The floor is mostly covered in blue pads, like the ones they use in gymnastics. A slim rectangle on one side holds a wooden bench, where some old men and parents sit. A black woman in shorts sits in the middle. I figure that’s Rachel’s mother. She probably hates me, I think.

A plastic ice chest is by the door. The walls are all white and free of adornments except for a black-and-white photograph of an ancient Japanese man with a skinny beard and fierce eyes.

“That’s our main sensei,” an old man tells me before slurping down an A&W root beer. I look into his face; is he the man on the wall? “Have something to drink.” He nods toward the ice chest, but I shake my head.

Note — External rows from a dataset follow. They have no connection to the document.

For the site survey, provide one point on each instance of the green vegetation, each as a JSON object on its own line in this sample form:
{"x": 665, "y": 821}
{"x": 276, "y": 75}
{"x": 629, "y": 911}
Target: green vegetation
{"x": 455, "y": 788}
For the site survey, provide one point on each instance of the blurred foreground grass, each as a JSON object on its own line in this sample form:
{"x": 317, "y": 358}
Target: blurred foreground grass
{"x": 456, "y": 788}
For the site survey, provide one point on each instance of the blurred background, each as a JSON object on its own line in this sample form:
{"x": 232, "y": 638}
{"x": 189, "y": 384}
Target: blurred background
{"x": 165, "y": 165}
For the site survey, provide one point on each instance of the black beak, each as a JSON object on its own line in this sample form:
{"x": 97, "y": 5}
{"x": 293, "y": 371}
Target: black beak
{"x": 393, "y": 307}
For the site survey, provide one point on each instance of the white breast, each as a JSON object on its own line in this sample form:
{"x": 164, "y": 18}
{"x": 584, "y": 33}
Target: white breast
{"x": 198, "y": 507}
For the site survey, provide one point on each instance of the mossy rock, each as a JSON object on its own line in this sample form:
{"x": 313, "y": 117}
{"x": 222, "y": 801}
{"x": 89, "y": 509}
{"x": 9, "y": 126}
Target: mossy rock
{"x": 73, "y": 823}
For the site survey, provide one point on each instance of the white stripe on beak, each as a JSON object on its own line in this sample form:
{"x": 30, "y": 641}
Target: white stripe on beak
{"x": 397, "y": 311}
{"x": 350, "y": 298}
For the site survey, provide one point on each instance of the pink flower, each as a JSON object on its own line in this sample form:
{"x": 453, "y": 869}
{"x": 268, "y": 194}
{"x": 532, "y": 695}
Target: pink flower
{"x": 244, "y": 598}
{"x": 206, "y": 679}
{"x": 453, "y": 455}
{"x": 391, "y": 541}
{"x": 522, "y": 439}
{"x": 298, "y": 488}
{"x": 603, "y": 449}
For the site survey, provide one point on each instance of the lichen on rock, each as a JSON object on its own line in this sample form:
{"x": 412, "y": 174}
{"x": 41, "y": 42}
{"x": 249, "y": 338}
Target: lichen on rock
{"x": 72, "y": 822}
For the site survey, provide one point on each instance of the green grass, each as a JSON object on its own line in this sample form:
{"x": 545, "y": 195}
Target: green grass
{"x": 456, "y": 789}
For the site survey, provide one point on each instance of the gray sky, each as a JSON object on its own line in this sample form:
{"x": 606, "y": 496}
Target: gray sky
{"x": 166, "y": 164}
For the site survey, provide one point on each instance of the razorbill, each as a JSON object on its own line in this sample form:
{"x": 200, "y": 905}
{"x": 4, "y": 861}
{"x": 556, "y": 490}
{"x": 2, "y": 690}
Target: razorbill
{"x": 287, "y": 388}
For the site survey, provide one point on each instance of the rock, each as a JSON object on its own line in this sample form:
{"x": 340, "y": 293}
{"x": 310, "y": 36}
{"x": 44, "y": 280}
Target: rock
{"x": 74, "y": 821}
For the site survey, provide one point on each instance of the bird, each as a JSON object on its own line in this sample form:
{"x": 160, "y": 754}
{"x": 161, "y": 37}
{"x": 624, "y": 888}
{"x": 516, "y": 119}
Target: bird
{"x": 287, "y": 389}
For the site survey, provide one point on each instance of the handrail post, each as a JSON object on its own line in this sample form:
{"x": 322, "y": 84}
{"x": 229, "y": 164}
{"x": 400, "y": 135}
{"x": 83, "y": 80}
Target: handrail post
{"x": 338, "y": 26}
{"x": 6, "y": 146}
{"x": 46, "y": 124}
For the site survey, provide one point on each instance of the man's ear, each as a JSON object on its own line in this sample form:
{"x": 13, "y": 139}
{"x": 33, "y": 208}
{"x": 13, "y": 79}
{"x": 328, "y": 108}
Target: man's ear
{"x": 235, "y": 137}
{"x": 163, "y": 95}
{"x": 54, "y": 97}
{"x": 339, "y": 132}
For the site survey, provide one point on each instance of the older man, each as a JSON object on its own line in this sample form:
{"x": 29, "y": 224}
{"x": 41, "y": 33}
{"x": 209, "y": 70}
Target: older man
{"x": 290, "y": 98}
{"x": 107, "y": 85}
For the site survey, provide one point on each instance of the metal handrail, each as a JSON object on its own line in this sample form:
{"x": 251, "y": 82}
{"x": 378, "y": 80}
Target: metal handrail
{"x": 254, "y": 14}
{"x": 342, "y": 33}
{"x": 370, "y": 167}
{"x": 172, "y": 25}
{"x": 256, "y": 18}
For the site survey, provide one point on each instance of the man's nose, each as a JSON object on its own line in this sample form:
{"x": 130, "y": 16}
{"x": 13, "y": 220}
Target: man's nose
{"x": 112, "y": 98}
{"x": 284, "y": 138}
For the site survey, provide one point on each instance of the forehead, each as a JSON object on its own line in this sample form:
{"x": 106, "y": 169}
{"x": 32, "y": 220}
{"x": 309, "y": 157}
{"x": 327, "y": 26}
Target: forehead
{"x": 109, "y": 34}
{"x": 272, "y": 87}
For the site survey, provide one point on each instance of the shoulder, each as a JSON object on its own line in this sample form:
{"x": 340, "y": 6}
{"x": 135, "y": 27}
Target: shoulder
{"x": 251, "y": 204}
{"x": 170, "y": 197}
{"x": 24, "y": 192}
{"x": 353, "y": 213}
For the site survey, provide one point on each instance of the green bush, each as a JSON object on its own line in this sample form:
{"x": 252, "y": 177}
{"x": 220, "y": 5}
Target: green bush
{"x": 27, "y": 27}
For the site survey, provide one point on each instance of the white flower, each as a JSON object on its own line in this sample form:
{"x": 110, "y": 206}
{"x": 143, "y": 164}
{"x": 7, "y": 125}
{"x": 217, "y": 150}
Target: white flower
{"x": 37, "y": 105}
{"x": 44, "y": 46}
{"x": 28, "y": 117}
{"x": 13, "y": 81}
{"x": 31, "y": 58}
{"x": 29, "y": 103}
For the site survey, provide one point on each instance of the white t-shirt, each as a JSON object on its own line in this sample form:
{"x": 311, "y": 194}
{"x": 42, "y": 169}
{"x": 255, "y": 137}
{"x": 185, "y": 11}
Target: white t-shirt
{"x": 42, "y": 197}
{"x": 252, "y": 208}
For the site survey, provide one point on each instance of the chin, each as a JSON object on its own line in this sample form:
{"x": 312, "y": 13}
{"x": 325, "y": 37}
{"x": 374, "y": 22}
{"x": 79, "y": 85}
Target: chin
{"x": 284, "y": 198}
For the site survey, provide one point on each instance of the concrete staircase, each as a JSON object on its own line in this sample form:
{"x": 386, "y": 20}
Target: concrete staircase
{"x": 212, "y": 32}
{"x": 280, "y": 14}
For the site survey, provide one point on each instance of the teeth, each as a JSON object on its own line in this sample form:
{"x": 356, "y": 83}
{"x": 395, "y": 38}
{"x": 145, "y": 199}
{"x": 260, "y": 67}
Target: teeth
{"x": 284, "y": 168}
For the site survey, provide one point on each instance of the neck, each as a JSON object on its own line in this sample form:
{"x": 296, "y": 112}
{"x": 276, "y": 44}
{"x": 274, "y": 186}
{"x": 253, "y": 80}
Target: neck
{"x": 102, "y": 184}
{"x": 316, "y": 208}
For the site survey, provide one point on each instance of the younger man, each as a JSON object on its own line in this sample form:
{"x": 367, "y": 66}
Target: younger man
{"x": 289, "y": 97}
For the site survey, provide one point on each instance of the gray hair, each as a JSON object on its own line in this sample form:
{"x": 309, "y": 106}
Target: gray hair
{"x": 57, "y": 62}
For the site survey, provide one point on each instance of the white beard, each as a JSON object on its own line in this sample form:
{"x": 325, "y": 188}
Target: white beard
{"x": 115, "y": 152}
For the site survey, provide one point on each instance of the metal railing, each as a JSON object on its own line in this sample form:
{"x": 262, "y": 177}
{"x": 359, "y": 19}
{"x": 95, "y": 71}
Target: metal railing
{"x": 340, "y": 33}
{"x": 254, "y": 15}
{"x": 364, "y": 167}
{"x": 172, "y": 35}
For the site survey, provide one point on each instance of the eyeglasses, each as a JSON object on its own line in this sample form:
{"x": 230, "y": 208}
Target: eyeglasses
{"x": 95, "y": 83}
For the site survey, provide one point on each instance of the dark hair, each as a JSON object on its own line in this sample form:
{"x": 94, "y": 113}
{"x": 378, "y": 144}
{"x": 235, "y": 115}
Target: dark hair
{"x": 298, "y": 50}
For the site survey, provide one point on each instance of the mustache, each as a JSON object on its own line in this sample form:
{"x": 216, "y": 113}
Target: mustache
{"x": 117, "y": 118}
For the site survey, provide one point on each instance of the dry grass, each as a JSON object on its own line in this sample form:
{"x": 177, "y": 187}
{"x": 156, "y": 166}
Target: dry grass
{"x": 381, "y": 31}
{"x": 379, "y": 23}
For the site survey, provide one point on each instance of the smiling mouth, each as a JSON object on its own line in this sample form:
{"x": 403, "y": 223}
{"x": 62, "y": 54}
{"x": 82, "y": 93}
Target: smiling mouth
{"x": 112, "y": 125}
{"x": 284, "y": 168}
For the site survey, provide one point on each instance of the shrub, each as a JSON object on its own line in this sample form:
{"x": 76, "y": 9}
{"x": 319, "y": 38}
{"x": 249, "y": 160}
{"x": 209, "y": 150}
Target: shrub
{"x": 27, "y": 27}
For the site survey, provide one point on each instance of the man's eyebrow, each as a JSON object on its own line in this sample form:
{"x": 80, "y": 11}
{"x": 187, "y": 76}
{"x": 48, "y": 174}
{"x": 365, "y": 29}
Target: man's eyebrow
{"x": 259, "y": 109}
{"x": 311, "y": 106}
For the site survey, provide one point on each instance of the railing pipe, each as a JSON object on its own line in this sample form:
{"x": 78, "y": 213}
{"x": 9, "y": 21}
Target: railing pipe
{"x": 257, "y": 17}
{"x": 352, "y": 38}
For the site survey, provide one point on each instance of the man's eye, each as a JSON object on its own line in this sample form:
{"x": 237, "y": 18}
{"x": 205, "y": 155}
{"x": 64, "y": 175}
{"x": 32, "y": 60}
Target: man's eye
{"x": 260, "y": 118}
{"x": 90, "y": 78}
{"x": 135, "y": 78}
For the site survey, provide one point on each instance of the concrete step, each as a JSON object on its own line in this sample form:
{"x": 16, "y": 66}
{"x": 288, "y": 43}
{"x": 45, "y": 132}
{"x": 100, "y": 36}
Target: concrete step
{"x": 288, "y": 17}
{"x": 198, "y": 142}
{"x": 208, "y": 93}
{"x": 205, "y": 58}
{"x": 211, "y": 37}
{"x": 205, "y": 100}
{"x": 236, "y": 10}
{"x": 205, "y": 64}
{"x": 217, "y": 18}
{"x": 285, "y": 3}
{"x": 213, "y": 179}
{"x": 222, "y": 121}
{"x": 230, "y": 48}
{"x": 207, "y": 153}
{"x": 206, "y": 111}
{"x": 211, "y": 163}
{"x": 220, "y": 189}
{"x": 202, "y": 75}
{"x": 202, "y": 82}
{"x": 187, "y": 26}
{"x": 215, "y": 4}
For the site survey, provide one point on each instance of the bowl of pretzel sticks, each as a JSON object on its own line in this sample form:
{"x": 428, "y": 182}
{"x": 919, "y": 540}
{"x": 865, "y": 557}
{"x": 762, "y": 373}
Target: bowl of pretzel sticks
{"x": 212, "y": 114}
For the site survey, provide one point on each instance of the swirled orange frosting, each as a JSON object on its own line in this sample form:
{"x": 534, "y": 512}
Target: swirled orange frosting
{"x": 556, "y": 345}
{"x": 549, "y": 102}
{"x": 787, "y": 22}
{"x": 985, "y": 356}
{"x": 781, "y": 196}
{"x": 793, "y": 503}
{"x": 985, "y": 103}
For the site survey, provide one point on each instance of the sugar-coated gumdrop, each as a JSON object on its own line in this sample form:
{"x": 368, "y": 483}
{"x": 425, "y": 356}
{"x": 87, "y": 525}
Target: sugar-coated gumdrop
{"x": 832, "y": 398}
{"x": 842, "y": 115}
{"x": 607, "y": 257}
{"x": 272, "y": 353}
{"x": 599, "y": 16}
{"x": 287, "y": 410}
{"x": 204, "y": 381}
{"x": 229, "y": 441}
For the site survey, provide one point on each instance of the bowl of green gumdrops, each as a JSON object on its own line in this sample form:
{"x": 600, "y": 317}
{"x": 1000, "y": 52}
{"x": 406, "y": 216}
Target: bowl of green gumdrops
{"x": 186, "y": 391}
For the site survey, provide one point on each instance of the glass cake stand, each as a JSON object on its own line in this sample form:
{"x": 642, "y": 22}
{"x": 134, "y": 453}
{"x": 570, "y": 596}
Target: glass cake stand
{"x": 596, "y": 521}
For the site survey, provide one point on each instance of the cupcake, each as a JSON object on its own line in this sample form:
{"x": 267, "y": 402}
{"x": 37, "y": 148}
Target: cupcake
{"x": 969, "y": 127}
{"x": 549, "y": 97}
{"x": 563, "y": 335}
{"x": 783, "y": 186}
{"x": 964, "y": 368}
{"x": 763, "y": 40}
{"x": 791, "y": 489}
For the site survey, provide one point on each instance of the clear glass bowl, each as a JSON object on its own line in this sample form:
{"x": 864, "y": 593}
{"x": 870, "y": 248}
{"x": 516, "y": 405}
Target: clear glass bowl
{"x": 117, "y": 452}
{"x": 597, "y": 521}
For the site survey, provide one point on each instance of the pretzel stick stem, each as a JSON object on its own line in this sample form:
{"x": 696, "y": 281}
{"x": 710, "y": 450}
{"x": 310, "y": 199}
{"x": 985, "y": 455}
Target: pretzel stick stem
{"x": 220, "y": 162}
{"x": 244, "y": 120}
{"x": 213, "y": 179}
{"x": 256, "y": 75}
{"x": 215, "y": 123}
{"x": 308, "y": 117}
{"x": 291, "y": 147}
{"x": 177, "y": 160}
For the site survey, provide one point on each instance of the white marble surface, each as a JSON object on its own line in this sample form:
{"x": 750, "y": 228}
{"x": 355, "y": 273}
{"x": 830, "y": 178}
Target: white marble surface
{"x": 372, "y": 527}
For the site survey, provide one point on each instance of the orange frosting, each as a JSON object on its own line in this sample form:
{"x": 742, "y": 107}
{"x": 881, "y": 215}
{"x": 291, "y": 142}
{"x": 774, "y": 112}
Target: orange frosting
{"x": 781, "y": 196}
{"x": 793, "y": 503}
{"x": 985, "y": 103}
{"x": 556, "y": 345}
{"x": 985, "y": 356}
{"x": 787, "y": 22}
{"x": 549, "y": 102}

“Hi,” says someone sitting on the mat in the corner. It’s the girl from church, Keila. Only now her long hair is tied back in a ponytail. And she’s wearing a
gi,
with an orange belt around her waist.

“Oh, hi. I didn’t know that you do judo.” It was a stupid thing to say—I mean, why would that come up in a conversation on Sunday morning?—but Keila doesn’t seem to mind.

“I’ve been studying a couple years. It’s a lot of fun.”

On the far side of the mat, I see a familiar skinny figure stretching his long limbs. His black hair sticks out from the top of his head like weeds.

“What’s he doing here?” I ask.

“Who, Nathan? He’s been taking judo as long as me. We went to the same elementary school, too. Now same church, same junior high. We both play for F.O.R.”

“What’s F.O.R.?”

“It’s a Japanese basketball league.”

Japanese kids playing basketball? I think they have the wrong sport. Judo makes way more sense.

“Keila…” A short, squat Japanese American man calls her. He is wearing a black belt, so I know that he’s one of the top guys. His shaved head is white on the top and the sides, like a forgotten tangerine that has gone beyond the rotting stage. His legs are short; his center of gravity is low. He reminds me of one of those round toys you can never knock down.

“That’s Rachel Joseph’s father,” Grandma whispers in my ear as Keila runs to join one of the lines formed on the opposite side of the dojo.

“He’s Japanese,” I say.

The barefoot kids and men in their white robes take turns twirling like tops toward us on the bench.

“Rachel’s adopted. Just recently, in fact. Her new name’s Rachel Joseph Akita. That’s her adoptive mom right there.” Grandma Michi nods toward the black woman.

The line of martial artists now do a strange sequence of somersaults that look like broken wheelbarrows rolling forward.

Adoptive.
The word sounds funny to me. So un-Grandma-like. It sounds like something a lawyer would say, not someone who makes floral arrangements and folds origami cranes.

It’s kind of weird that Rachel has a Japanese father, like I do.